À l'occasion des Grands Jours de Bourgogne, le domaine Armand Heitz à Pommard (Côte-d'Or) a fait découvrir l'un des six cépages hybrides interdits à la commercialisation en France. Objectif : contester leur interdiction pour les remettre au cœur de la production, car ils présentent de nombreux avantages
Des viticulteurs de Bourgogne font de la résistance ! À l'occasion des Grands Jours de Bourgogne cette semaine, le domaine Armand Heitz à Pommard (Côte-d'Or) a partagé sa philosophie autour du monde viticole.
À cette occasion le maître des lieux, Armand Heitz a présenté une cuvée particulière. Un vin issu d'un des six cépages interdits, le noah.
Othello, herbemont, clinton...
Avant de s'intéresser à la production de ce viticulteur, il faut savoir qu'il existe six cépages interdits en France : le clinton, le noah, l'isabelle, le jacquez, l'othello et l'herbemont. Le 24 décembre 1934, un décret a interdit la commercialisation de ces cépages hybrides en France.
La raison officielle ? Ces vins pourraient rendre aveugles et fous à cause d'une forte présence de méthanol. Mais la réalité est tout autre. Ce composé organique est naturellement présent dans tous les vins français. En réalité, ce décret servait à faire face à la crise viticole qui traversait la France dans les années 20.
Le gouvernement voulait trouver une manière drastique de réduire l'autoproduction de vins de la part du monde paysan afin d'écouler les stocks invendus. Jusqu'en 1955, les paysans peuvent produire, mais seulement pour une consommation familiale.
Ce décret a été abrogé le 1er septembre 2003. Les vins provenant de ces cépages sont toujours interdits à la commercialisation, mais pas à la production et la consommation familiale.
Des cépages résistants au réchauffement climatique
Armand Heitz s'est donc lancé dans l'aventure de produire en Bourgogne du vin avec du noah. Le raisin provient lui de vignes du bocage nantais d'un ami. "Le but, ce n'est pas de le vendre", rassure le viticulteur. Le professionnel produit, depuis 2022, une cinquantaine de bouteilles par an pour faire découvrir ces cépages perdus aux curieux.
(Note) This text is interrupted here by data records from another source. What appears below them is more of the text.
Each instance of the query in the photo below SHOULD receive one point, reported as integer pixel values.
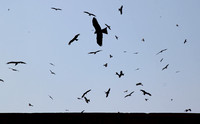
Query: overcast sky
(34, 33)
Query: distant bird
(120, 9)
(16, 62)
(87, 100)
(55, 8)
(52, 72)
(13, 69)
(161, 51)
(90, 14)
(108, 26)
(98, 31)
(129, 94)
(74, 39)
(85, 93)
(30, 105)
(120, 74)
(105, 65)
(107, 92)
(139, 84)
(95, 52)
(165, 67)
(187, 110)
(145, 93)
(185, 41)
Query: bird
(90, 14)
(120, 74)
(52, 72)
(74, 39)
(107, 92)
(55, 8)
(139, 84)
(95, 52)
(165, 67)
(85, 93)
(13, 69)
(145, 93)
(105, 65)
(98, 31)
(108, 26)
(87, 100)
(16, 62)
(129, 94)
(161, 51)
(120, 9)
(185, 41)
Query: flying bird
(74, 39)
(98, 31)
(107, 92)
(145, 93)
(90, 14)
(85, 93)
(129, 94)
(95, 52)
(165, 67)
(139, 84)
(161, 51)
(16, 62)
(120, 74)
(120, 9)
(55, 8)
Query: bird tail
(104, 31)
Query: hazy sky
(34, 33)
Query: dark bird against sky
(99, 32)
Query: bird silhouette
(90, 14)
(16, 62)
(129, 94)
(165, 67)
(145, 93)
(139, 84)
(55, 8)
(95, 52)
(120, 74)
(161, 51)
(85, 93)
(98, 31)
(107, 92)
(74, 39)
(87, 100)
(120, 9)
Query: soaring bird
(165, 67)
(139, 84)
(120, 9)
(120, 74)
(99, 32)
(129, 94)
(85, 93)
(16, 62)
(74, 39)
(107, 92)
(95, 52)
(90, 14)
(145, 93)
(161, 51)
(55, 8)
(87, 100)
(108, 26)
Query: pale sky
(34, 33)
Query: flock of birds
(99, 40)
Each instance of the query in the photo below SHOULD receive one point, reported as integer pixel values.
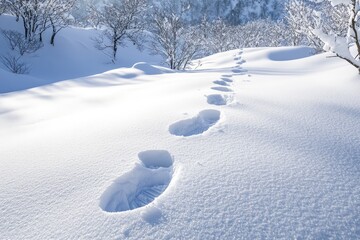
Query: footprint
(221, 83)
(227, 80)
(219, 100)
(196, 125)
(222, 89)
(239, 70)
(142, 185)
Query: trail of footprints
(152, 175)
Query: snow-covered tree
(301, 19)
(19, 46)
(39, 15)
(121, 19)
(171, 37)
(59, 16)
(216, 36)
(345, 47)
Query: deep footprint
(221, 83)
(239, 71)
(227, 80)
(196, 125)
(142, 185)
(218, 99)
(222, 89)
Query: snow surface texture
(73, 56)
(284, 164)
(196, 125)
(141, 185)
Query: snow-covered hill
(254, 143)
(73, 56)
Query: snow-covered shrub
(14, 64)
(304, 16)
(121, 20)
(19, 46)
(345, 46)
(38, 16)
(171, 37)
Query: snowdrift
(131, 155)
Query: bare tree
(171, 37)
(59, 16)
(345, 47)
(19, 46)
(121, 19)
(39, 15)
(14, 64)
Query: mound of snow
(291, 53)
(150, 69)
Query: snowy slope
(73, 56)
(270, 150)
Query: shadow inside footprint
(218, 99)
(196, 125)
(141, 185)
(239, 70)
(221, 83)
(227, 80)
(222, 89)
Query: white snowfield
(253, 144)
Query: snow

Les cépages interdits nécessitent zéro traitement contre six à huit traitements en moyenne pour des vignobles modernes
Armand Heitz, viticulteur à Pommard en Côte-d'Or
Selon lui, il est absurde que ces six cépages ne soient pas inscrits dans le catalogue dans lequel sont répertoriés tous les vins français, désignés sous le nom d'appellations viticoles (AOC, AOP et IGP).
Les avantages d'utiliser ces cépages seraient pourtant nombreux, notamment pour résister face au changement de température ou au mildiou. "Mais aussi éviter d'utiliser des traitements phytosanitaires. Ces vignes sont rustiques. Elles nécessitent zéro traitement contre six à huit traitements en moyenne pour des vignobles modernes", détaille Armand Heitz.
Dans un contexte où la filière est encore trop dépendante des produits phytosanitaires, ces cépages représentent donc un nouvel espoir.